Alfisol, Item 003: LMMpro, version 2.0
The Langmuir Optimization Program
plus
The Michaelis-Menten Optimization Program



Correlation Coefficient (r2)

When there is no pattern to a set of data, we can always determine the average value of the data. In this way, we'd be predicting too high half the time, and too low the rest of the time. In principle, we'll never be too far from the correct answer, and the error in our answer will be small. Without a pattern, the best we can do is y = yaverage for any value of x, where the probable error is expressed by the standard deviation (σ).

On the other hand, if there is a pattern, then we should be able to track it. The simplest pattern is a line, y = mx + b, where m = slope of the line, and b= y-intercept of the line when x = 0. We justify that the data follow a linear pattern by showing that using the line results in less error than using a simple arithmetic average. This is known as the goodness-of-fit of the line, and it is numerically expressed by the correlation coefficient (r2):


r2 =1 - Σ (yi - yp)2
Σ (yi - ya)2

where,
yp = the predicted value when x = xi,
ya = arithmetic mean value of y for all values of x, and
yi = the experimental value measured when x = xi.

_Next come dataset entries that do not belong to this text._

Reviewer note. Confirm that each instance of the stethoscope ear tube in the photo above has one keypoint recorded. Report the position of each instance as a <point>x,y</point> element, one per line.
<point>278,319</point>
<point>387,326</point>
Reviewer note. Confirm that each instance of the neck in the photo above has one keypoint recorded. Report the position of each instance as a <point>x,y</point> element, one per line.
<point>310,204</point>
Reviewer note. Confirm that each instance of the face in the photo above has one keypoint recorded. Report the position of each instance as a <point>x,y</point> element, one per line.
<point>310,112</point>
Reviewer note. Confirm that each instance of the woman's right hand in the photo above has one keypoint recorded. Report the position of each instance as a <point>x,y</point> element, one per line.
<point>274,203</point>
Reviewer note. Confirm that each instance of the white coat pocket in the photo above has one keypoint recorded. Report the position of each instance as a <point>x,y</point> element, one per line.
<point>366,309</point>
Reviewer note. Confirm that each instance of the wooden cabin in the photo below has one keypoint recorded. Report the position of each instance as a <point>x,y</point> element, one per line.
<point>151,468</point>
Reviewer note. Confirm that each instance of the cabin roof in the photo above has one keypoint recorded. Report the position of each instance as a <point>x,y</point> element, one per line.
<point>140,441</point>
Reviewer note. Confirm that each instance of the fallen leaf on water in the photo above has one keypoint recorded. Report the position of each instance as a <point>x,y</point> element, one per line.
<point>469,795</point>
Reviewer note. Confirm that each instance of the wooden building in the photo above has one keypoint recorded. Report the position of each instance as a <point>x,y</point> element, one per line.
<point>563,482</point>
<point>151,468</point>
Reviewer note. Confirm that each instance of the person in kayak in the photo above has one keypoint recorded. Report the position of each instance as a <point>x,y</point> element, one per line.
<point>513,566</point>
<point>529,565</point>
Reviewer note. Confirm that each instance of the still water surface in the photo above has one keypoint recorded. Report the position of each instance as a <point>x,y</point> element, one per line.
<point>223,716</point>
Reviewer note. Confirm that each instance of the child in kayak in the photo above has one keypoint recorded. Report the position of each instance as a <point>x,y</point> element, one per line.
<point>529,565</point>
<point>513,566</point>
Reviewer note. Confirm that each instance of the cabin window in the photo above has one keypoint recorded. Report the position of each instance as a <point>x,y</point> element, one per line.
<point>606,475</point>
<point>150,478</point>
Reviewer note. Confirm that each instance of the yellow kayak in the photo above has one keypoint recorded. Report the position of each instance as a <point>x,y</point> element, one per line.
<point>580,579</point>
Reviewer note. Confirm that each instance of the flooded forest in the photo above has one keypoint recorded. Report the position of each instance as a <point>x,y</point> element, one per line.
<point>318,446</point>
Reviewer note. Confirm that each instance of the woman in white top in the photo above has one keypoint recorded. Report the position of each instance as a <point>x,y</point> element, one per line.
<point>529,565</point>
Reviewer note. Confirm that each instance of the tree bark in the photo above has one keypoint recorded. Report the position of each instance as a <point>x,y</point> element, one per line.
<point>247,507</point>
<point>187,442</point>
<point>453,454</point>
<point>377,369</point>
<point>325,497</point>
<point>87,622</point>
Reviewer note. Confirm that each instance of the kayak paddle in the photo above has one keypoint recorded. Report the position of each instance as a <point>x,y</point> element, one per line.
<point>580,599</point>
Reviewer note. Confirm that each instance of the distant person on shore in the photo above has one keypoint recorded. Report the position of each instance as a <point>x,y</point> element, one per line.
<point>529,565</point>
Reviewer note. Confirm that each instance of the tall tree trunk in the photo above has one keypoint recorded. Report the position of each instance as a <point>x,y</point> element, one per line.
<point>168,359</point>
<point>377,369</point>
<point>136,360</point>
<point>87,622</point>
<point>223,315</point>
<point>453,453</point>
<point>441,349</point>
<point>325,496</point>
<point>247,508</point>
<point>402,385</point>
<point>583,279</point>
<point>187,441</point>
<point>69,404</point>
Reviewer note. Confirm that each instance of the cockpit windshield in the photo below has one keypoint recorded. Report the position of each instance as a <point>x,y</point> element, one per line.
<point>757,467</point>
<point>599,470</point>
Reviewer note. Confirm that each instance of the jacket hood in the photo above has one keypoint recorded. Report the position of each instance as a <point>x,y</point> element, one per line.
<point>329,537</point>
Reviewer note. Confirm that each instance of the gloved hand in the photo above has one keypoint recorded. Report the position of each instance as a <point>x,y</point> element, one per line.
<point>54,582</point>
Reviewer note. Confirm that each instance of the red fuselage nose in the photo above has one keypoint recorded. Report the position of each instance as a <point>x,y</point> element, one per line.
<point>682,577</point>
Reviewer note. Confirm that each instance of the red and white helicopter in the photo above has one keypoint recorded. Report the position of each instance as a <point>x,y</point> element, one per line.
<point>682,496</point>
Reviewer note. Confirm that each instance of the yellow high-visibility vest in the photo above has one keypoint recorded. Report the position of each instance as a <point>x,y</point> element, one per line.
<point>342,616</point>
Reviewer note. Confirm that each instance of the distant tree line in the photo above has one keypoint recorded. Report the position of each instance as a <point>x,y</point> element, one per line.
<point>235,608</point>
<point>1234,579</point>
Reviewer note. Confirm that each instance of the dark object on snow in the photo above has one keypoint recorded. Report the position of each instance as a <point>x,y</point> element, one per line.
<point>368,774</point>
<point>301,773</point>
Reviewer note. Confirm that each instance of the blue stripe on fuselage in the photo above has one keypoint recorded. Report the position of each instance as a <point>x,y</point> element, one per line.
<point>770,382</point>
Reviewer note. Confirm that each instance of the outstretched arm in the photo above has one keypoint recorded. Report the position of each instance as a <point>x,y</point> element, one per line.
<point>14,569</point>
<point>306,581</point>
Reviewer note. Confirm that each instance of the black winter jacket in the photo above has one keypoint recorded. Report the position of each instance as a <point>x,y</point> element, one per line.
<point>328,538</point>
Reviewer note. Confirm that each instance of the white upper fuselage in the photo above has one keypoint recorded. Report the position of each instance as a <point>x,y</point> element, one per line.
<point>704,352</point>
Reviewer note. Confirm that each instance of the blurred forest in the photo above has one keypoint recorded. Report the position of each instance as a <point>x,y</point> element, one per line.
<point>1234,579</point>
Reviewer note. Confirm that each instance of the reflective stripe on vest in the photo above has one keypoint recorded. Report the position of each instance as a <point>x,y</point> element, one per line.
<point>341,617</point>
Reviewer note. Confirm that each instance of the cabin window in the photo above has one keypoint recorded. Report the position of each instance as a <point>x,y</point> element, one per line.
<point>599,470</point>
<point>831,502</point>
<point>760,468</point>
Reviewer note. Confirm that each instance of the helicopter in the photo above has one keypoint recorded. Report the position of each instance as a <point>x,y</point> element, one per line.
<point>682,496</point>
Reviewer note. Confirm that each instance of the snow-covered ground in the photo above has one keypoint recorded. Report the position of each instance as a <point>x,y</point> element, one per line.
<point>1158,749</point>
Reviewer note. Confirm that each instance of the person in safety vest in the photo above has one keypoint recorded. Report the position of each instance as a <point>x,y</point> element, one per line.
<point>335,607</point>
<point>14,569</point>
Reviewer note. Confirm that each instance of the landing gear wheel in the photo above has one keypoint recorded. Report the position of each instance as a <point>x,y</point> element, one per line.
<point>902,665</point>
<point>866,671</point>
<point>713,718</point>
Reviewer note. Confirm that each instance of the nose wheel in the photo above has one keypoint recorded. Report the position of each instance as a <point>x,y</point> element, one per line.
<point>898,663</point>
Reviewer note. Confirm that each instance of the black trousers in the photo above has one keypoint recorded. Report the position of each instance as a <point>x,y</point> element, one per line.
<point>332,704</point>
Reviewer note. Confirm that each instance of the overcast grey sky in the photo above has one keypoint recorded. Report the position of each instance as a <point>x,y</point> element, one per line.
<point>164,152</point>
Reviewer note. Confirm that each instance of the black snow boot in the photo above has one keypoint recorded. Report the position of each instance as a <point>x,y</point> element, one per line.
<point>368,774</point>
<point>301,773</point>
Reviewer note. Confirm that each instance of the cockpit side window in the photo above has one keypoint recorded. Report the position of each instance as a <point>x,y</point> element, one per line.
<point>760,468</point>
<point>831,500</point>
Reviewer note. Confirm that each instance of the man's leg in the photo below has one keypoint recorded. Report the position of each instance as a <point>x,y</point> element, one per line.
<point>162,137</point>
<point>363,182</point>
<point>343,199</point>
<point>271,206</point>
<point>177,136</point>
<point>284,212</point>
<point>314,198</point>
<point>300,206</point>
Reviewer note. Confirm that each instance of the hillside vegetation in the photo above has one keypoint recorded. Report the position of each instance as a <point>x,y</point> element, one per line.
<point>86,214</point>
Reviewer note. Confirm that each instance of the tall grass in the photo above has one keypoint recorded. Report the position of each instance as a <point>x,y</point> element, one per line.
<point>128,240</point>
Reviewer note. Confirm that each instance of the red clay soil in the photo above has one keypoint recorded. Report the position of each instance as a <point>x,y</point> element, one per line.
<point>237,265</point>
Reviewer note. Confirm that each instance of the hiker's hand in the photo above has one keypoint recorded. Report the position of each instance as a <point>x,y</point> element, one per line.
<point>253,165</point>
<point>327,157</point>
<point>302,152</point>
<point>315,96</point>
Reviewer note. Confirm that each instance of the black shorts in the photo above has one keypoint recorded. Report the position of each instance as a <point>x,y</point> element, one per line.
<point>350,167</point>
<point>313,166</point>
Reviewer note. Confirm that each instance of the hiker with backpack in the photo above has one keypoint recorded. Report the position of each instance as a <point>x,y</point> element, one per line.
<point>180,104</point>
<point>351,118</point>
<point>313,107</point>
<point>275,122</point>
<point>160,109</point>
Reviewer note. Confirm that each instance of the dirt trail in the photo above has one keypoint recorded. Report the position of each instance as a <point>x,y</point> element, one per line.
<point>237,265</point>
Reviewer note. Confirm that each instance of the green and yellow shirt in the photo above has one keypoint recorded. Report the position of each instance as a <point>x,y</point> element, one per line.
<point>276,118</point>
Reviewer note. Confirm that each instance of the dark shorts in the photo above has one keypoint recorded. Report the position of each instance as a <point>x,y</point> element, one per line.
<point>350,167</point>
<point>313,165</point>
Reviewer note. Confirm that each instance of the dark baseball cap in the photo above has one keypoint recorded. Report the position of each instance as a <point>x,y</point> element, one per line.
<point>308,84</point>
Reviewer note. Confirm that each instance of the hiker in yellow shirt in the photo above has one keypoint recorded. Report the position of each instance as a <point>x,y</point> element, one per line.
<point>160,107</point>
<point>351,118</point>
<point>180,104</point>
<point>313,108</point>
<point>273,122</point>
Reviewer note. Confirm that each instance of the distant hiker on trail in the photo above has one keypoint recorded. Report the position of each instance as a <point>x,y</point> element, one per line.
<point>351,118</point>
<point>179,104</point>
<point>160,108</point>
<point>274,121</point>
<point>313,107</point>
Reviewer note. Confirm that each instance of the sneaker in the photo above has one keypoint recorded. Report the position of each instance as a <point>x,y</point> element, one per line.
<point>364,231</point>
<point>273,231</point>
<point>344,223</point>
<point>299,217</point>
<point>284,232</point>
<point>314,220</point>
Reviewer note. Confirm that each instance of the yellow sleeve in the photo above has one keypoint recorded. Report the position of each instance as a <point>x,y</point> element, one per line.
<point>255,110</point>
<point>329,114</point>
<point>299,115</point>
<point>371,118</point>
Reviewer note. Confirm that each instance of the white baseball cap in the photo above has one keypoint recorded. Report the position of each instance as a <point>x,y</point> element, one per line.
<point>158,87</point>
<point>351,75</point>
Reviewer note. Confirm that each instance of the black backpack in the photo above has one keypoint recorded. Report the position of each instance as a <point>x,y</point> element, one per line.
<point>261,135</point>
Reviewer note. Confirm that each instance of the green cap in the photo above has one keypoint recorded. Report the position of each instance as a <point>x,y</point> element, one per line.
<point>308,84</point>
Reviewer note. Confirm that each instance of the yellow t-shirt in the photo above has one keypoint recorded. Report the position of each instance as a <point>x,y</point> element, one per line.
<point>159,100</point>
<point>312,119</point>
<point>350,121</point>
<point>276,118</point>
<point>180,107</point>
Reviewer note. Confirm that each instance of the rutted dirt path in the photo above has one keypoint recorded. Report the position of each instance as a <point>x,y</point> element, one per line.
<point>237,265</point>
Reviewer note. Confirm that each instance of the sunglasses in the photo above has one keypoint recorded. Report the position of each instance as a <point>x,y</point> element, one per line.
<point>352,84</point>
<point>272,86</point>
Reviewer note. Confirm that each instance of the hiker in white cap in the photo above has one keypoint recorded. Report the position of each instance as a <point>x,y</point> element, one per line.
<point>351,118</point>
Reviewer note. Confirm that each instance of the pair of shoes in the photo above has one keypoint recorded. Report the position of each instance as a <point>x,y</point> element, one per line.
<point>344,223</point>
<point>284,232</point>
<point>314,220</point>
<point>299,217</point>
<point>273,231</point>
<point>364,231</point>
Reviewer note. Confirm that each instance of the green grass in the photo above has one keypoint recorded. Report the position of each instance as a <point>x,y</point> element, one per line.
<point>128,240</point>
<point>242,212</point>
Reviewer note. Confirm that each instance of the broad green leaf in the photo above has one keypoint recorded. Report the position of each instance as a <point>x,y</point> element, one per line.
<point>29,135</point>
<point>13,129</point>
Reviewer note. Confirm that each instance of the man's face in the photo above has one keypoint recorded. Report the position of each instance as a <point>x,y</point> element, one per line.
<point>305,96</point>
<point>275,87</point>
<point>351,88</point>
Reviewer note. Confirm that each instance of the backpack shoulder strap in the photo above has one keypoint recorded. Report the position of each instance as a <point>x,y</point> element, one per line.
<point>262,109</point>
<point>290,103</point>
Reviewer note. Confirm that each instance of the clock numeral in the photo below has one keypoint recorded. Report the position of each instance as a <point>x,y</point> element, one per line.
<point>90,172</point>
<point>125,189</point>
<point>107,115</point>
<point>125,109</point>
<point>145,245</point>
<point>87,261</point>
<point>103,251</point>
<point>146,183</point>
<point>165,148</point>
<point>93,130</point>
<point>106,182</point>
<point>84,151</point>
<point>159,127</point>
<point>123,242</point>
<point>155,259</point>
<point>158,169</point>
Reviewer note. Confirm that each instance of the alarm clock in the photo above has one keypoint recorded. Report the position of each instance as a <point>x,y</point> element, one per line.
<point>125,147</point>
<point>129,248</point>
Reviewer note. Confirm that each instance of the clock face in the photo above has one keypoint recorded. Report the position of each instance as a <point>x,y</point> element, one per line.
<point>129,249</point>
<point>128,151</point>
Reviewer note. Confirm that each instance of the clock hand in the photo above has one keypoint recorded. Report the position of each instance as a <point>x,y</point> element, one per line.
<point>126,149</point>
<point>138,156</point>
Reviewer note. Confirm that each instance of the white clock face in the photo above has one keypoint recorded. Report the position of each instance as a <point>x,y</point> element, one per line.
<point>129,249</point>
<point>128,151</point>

If the predicted line has less error than the average value, then its distance from the measured value will usually be smaller than the distance between the average value and the measured value. Summed across all the points, it will definitely yield a smaller number, the numerator will be smaller than the denominator, and the value of r2 will be close to 1.00. A perfect fit by a line will have r2 = 1.00, whereas a poor fit by a line will have a low value. If r2 = 0, then the predicted line is no better than a simple average of the data collected. With all linear predictions r2 < 1, always.

This is easy enough to do by hand. It is even easier today with computers that do it for us.